Smoking and Eye Health: What Smoking Can Do to Your Eyes

Date: 2018-08-10

Are you a smoker experiencing vision problems or do you have a loved one who smokes and has eye issues? That smoking habit may be having a negative effect on eyesight.

There are many documented health benefits to kicking cigarettes for good, and protecting your eye health is one of them.

Smoking can cause a variety of vision problems, ranging from minor annoyances to sight-threatening conditions. Here is more about the impact smoking may have on your vision:

Smoking Can Cause Dry Eyes

Smokers are twice as likely to have dry eyes as non-smokers. Dry eye is caused by insufficient tear production on the eye surface. When this happens, our eyes are not properly lubricated. Symptoms of dry eye include redness, itchiness and foreign body sensation. Tobacco smoke is an eye irritant that can worsen dry eye, and dry eye is more likely to occur in smokers to wear contacts.

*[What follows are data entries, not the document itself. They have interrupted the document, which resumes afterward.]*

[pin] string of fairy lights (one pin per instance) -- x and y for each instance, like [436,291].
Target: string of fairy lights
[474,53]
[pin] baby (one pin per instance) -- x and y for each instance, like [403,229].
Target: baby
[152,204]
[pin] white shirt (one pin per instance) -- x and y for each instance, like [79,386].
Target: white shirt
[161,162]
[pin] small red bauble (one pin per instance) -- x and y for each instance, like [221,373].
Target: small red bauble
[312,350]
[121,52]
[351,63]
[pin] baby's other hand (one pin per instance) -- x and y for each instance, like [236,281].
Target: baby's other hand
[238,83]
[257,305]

Diabetic Retinopathy and Smoking

People who smoke have a greater risk of developing type 2 diabetes than those who do not smoke. Type 2 diabetes lead to problems with vision.

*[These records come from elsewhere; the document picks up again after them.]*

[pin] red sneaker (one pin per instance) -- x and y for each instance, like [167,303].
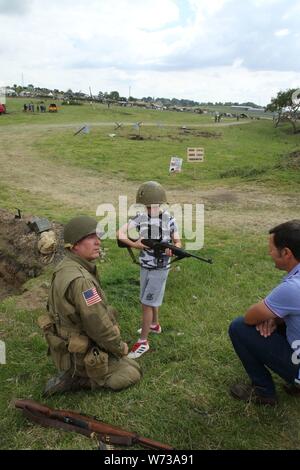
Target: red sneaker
[138,349]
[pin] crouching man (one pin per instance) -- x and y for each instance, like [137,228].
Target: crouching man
[80,328]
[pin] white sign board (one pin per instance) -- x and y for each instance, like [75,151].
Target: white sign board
[175,165]
[2,353]
[195,154]
[2,95]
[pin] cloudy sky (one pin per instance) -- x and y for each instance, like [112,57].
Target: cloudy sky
[206,50]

Diabetic retinopathy is the most common cause of vision loss for diabetics and a leading cause of blindness in adults in the United States.

Smoking and Cataracts

Even casual smokers have about twice as much risk for developing cataracts as non-smokers. Heavy smokers have a risk level three times that of a non-smoker.

If you smoke, watch out for blurry vision, faded colors and an increased sensitivity to glare. If any of these symptoms occur, see your eyecare professional immediately.

Smoking and Macular Degeneration

Smoking has been linked to macular degeneration because toxins interfere with blood flow to the retina. Like cataracts, the risk level for macular degeneration increases with the amount that is smoked. Individuals exposed to second-hand smoke on a regular basis may also be at risk.

Glaucoma and Smoking

Smoking is linked to high blood pressure, cataracts and diabetes, all of which are risk factors for developing glaucoma.

Preventing Smoking-Related Eye Problems

The best way to prevent damage to your eyes caused by smioking is to quit smoking. For some conditions like dry eye, the positive effects of quitting smoking on your eyes can occur almost instantly. When the time comes to quit smoking, discuss a cessation plan with a medical professional.

Even if your vision is fine now, smokers - and everyone - should be mindful of their eye health and regularly have eye exams.